Le deuxième trimestre de B2Gold, important producteur aurifère en Afrique de l'Ouest, est jugé critique par les analystes, tandis que le titre sous-performe. Ce cas illustre les tensions qui traversent un secteur où les États, comme le Mali, captent une part croissante des revenus miniers, sans que la stabilité opérationnelle soit garantie.

Infographie — Or · Production

Le groupe canadien B2Gold, dont les mines sont principalement situées au Mali, au Burkina Faso et en Namibie, a publié son rapport trimestriel dans un contexte de vigilance accrue. Les analystes soulignent que cette publication constitue un test décisif pour le titre, qui a constamment sous-performé l'indice VanEck depuis le début de l'année. Au-delà de la volatilité boursière, ce cas offre une fenêtre sur les mutations profondes du secteur aurifère ouest-africain.

La région dépend de plus en plus de l'or comme source de revenus d'État. Une récente évaluation indique que les compagnies minières au Mali ont versé des paiements record de 888,5 milliards de francs CFA à l'État en 2025, soit une hausse de 6,4 % par rapport à l'année précédente. Ce chiffre illustre le rôle clé du métal jaune dans les finances publiques, alors que les pays de la zone cherchent à diversifier leurs ressources. La santé des opérateurs devient donc un enjeu de souveraineté économique.

Toutefois, cette dépendance à un faible nombre d'acteurs internationaux expose les États à des risques systémiques. La sous-performance de B2Gold pourrait indiquer des coûts de production en hausse, une baisse des teneurs ou des difficultés opérationnelles. Si cette tendance se confirmait, les recettes fiscales et les dividendes versés aux gouvernements hôtes pourraient se contracter, compromettant des budgets déjà sous pression.

Les défis ne sont pas seulement financiers. En juin dernier, l'éboulement d'une mine artisanale dans le nord-est de la Guinée a fait au moins onze morts et de nombreux disparus, rappelant les fragilités sociales et sécuritaires du secteur. Cet accident met en lumière l'écart entre les grandes exploitations industrielles et une mine artisanale toujours présente, souvent informelle, qui échappe partiellement à la régulation et au partage des bénéfices.
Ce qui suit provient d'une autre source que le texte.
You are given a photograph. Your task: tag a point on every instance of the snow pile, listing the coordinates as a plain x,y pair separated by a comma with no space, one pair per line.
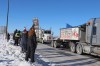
11,55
Une renégociation sous contraintes

Dans ce contexte, les gouvernements ouest-africains durcissent leurs conditions. Le Mali, le Burkina Faso et la Guinée ont récemment revisité leurs codes miniers, exigeant des participations accrues de l'État ou des redevances plus élevées. Ces mesures, présentées comme une reconquête de la souveraineté nationale, s'ajoutent aux pressions sur les marges des compagnies. B2Gold, comme ses pairs, doit jongler entre ces nouvelles exigences et les attentes des investisseurs internationaux.

L'équilibre est d'autant plus délicat que la région est marquée par une insécurité croissante, notamment dans le Sahel central. Les attaques contre les convois miniers ou les sites d'extraction se multiplient, forçant les opérateurs à renforcer leurs dispositifs de sécurité. Ces coûts supplémentaires pèsent sur la rentabilité et peuvent décourager les nouveaux investissements, alors même que la demande d'or reste soutenue.

La trajectoire de B2Gold est donc un indicateur avancé pour toute la filière. Si l'entreprise parvient à redresser la barre, elle pourrait rassurer sur la viabilité du modèle industriel en Afrique de l'Ouest. Dans le cas contraire, la réticence des grands groupes à maintenir leurs activités dans la région risque de s'accentuer, ouvrant la voie à d'autres types d'acteurs, parfois moins transparents.

Cette reconfiguration ne se limite pas aux frontières ouest-africaines. Elle s'étend à l'ensemble du continent, où les États réclament une part plus juste des richesses extractives. La pression sur les opérateurs historiques, couplée à l'émergence d'investisseurs alternatifs, redessine la carte minière africaine. La capacité des pays d'Afrique de l'Ouest à négocier des termes favorables dépendra de leur aptitude à maintenir une production stable et à attirer des capitaux responsables, un exercice rendu périlleux par les incertitudes sécuritaires et politiques.

Le sort de B2Gold se joue à des milliers de kilomètres des bourses occidentales, dans les mines du Sahel et dans les couloirs des ministères des Mines. Au-delà de sa seule trajectoire boursière, ce cas révèle une inversion progressive des rapports de force entre États hôtes et entreprises extractives, sur un continent qui réinvente ses modèles de développement. La souveraineté, qu'elle soit minière, énergétique ou politique, se négocie désormais à chaque trimestre, dans les états financiers des groupes internationaux.